Avreste invitato i vari sacerdoti del potere scientista non per onorarli e celebrare sacri riti in loro onore,
ma per metterli a confronto con questi dubbi e queste domande che, caro Telese, attraversano la società ormai da anni.


Ma la tua categoria, in tutti questi anni, ha massacrato centinaia di migliaia,
forse milioni di famiglie che chiedevano solo di capire,
che osavano esercitare il loro spirito critico e non chiedevano altro che ascoltare dibattiti, confronti seri.



Quei dibattiti che qui in rete a noi sono stati negati, perché gli dei dell’Olimpo scientista si sono sempre rifiutati di partecipare,
convinti come sono di appartenere ad una razza aliena di rango superiore a quella di una madre che doveva scegliere se vaccinare o no i suoi tre figli,
che per lei erano tutto, erano la sua vita, mentre per costoro erano solo numeri da snocciolare con sprezzante sicumera,
certi come sono di avere ricevuto direttamente dal creatore il diritto divino di disporre delle nostre vite
senza che noi si possa obiettare o anche solo esitare.

Avete chiamato quelle madri e quei padri “negazionisti”, “no vax”, “complottisti”, “contrari al progresso”.

Avete detto e scritto che sono “untori”, che meritano di non essere curati,

che dovrebbero essere violati nel loro corpo, presi con la forza,

che devono perdere la patria potestà, proprio loro che quella responsabilità genitoriale

l’hanno presa così seriamente da osare chiedere risposte certe prima di affidare i loro bambini

agli sherpa inoculatori che lavorano in catena di montaggio,

gli stessi per i quali “i danneggiati da vaccino non esistono”,

sebbene esista addirittura una legge dello Stato per risarcirli.



Su una cosa Heather Parisi, tra le altre, ha certamente ragione, quando dice che
i ricatti morali e pratici uniti alla volontà di relegare chi non si vaccina tra i paria della società escludendolo da ogni servizio pubblico,
dalla possibilità di lavorare e di muoversi e, secondo lei, anche dall’avere accesso alle cure mediche, non aiuti a convincere gli indecisi.
Anzi. Appare l’atto di prevaricazione di chi, non avendo gli strumenti per convincere, fa valere la legge del più forte
“.


In Piemonte il 40% dei cittadini sono scettici o contrari alla vaccinazione (fonte: il Corriere della Sera).

Sono due milioni di “negazionisti”, “no vax”, “complottisti” o “webeti” (per usare un’espressione cara al tuo amico Mentana)?

Quanti sono secondo te nelle altre regione?

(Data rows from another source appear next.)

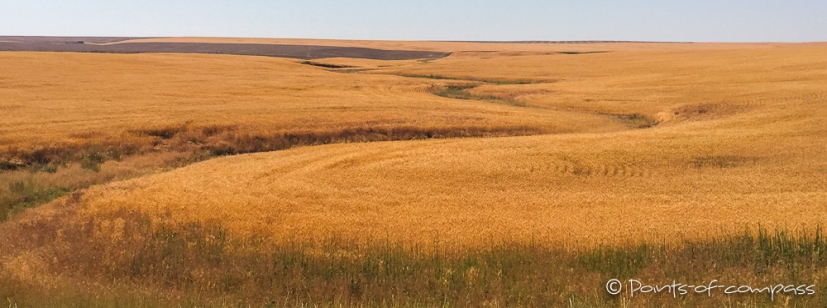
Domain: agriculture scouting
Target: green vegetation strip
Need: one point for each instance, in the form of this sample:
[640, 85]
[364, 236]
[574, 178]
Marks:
[202, 265]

Vi siete chiesti davvero perché, o pensate che appartengano tutti ad una specie inferiore,
incapace di comprendere i sacri testi degli scriba unti dal Signore?


Perché Myrta Merlino si stupisce pubblicamente, dichiarandosi esterrefatta,
che in Italia ci siano 20 o 30 milioni di persone che non vogliono vaccinarsi
(a cominciare, ironia della sorte, proprio dal personale sanitario)?

Dov’è stata in tutti questi anni?

Non era meglio farlo, un salto fuori dagli studi televisivi, ogni tanto?

Perché da giornalista quale è, invece di schiacciarsi sulle tesi dei detentori di brevetti,
non realizza anche lei trasmissioni dove si va a fondo delle questioni,
mettendo a confronto veri scienziati con gli scientisti di ogni risma, senza trappoloni, senza tesi precostituite o scalette compiacenti?


Te lo dico io perché, Telese, che un po’ di televisione per mia sfortuna l’ho conosciuta, prima di cominciare a rifiutare gli inviti:

perché i vostri stipendi arrivano dagli sponsor pubblicitari,

e le case farmaceutiche grazie alle loro politiche lobbiste da caimani

hanno oggi budget superiori al PIL di molti stati,

budget di cui nessuno dei vostri grandi editori può fare a men
o.


E poi perché se vi azzardate a realizzare una trasmissione seria di approfondimento,
i grandi faraoni dell’esercito mediatico scientista iniziano a darvi buca
e la prima cosa che vi succede è che non avete più ospiti in trasmissione
(come accade a noi, che veniamo accusati di non fare i confronti,
ma nessuno sa che sono gli stessi ospiti a rifiutarsi di farli).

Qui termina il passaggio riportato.